Теодор отозвался сразу — глубоко, сдержанно-яростно, будто ждал этого всё это время. Его пальцы сильнее сжали её талию, притягивая к себе ближе, а другой рукой он провёл по её волосам, чуть запрокидывая её голову назад.

Воздуха между ними почти не осталось, каждый поцелуй становился всё дольше, всё горячее, пока мир за пределами дивана и вовсе перестал существовать.

Их поцелуи уже не имели ничего общего с прежними уколами флирта — это было стремительное поглощение, будто они боялись потерять момент. Теодор поднялся над ней, не отрываясь от её губ, и движение за движением стягивал с неё одежду. Она отвечала ему тем же, резкими рывками, не заботясь ни о застёжках, ни о складках.

На полу одна за другой падали вещи — его рубашка, её свитер.

Всё шло вон, не имело значения. Оставались только они двое, жадные, упрямые, словно испытывающие друг друга на прочность даже в этом.

Теодор склонился к её шее, оставив там горячий след дыхания, и хрипло прошептал:

— Ты сама вынудила...

Её ответом был тихий смешок сквозь прерывистое дыхание и новый рывок к нему, без намёка на остановку.

Элианора откинулась на диване, а Теодор уже нависал над ней, не оставляя пространства. Его губы жадно ловили её дыхание, поцелуи становились всё глубже, настойчивее, будто он боялся, что в следующий миг его оттолкнёт. Но она не отталкивала напротив, пальцы крепко впились в его рубашку, словно удерживая рядом.

Ткань за тканью падала на пол: сначала его пиджак, потом её свитер. Их движения были неровными, поспешными, но в этом и было что-то опасно-прекрасное — нетерпение, смешанное с отчаянной жаждой. Он прижимал её к себе, будто боялся потерять. Она отвечала с тем же безрассудным голодом.

В комнате царил хаос из дыхания, шёпота и глухих звуков — стук локтя о подлокотник, шелест падающей одежды. Всё остальное будто исчезло. Был только он, только она, их взгляды — горячие, тёмные, почти безумные.

И чем сильнее они отдавались этой близости, тем отчётливее становилось: это не просто порыв. Это была война — сдержанности против желания, холодности против живого огня, которым они теперь горели вместе.

Его губы жгли её шею, каждый поцелуй будто оставлял огненную метку. Ладонь Теодора прошла по её спине, прижимая сильнее, и Элианора выгнулась навстречу, уже не пытаясь скрыть, как сильно её трясёт от этого жара.

Он опустился ниже, скользя губами по её ключицам, по линии груди — и с каждой секундой её дыхание становилось всё прерывистей. Пальцы Элианоры сами нашли его плечи, вцепились в кожу так, что наверняка останутся следы.

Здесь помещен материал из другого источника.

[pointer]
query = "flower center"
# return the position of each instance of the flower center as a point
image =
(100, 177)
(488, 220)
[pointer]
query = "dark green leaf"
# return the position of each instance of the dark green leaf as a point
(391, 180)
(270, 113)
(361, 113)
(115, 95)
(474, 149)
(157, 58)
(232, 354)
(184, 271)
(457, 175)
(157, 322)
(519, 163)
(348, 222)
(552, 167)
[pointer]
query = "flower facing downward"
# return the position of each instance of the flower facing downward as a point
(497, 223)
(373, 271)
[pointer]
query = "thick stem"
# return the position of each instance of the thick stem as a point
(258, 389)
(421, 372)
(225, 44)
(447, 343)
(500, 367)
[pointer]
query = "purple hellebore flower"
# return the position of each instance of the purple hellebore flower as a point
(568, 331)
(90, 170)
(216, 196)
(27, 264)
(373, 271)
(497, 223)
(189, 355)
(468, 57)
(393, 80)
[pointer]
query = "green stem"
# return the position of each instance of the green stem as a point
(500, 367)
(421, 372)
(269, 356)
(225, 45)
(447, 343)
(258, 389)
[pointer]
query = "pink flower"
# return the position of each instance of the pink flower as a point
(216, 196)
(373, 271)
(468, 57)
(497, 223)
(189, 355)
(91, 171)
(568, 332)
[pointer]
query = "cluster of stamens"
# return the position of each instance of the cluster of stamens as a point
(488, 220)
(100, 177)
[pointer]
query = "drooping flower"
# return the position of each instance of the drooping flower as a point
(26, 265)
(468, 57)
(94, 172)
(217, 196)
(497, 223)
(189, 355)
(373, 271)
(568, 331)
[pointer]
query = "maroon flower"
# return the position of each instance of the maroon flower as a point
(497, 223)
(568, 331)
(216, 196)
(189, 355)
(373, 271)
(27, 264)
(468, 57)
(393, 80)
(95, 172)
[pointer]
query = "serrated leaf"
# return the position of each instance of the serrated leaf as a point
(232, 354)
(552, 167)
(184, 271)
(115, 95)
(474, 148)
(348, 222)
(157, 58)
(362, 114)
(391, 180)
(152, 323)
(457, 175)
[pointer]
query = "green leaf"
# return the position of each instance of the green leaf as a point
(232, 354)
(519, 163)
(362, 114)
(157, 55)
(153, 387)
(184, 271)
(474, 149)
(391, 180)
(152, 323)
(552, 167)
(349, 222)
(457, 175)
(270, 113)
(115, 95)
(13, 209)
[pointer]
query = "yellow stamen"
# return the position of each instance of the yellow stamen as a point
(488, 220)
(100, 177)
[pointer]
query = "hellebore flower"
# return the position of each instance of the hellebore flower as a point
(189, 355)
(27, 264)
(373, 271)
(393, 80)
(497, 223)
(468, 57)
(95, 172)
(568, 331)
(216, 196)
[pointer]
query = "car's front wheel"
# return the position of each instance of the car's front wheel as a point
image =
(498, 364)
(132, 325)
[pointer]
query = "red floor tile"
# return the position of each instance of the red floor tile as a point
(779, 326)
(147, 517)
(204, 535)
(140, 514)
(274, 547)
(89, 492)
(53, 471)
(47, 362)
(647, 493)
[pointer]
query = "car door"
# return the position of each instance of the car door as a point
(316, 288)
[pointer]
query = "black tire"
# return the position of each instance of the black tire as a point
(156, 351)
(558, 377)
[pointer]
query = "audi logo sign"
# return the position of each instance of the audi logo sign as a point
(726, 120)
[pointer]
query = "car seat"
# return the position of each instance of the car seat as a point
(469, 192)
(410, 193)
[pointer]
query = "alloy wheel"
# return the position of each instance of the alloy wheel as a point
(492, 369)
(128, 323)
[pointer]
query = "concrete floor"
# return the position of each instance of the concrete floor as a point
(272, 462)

Одежда падала на пол — быстро, неаккуратно, как ненужная преграда. Оставались только они, их тела и этот голод, рвущий изнутри. Теодор навис над ней, глаза тёмные, будто затянутые туманом, и шепнул почти в её губы:

— Мерлин, Элианора...

Она ответила не словами — пальцы потянули его ближе, и их тела столкнулись в жарком порыве. Каждое прикосновение, каждый поцелуй становился глубже, смелее, пока страсть полностью не захватила обоих.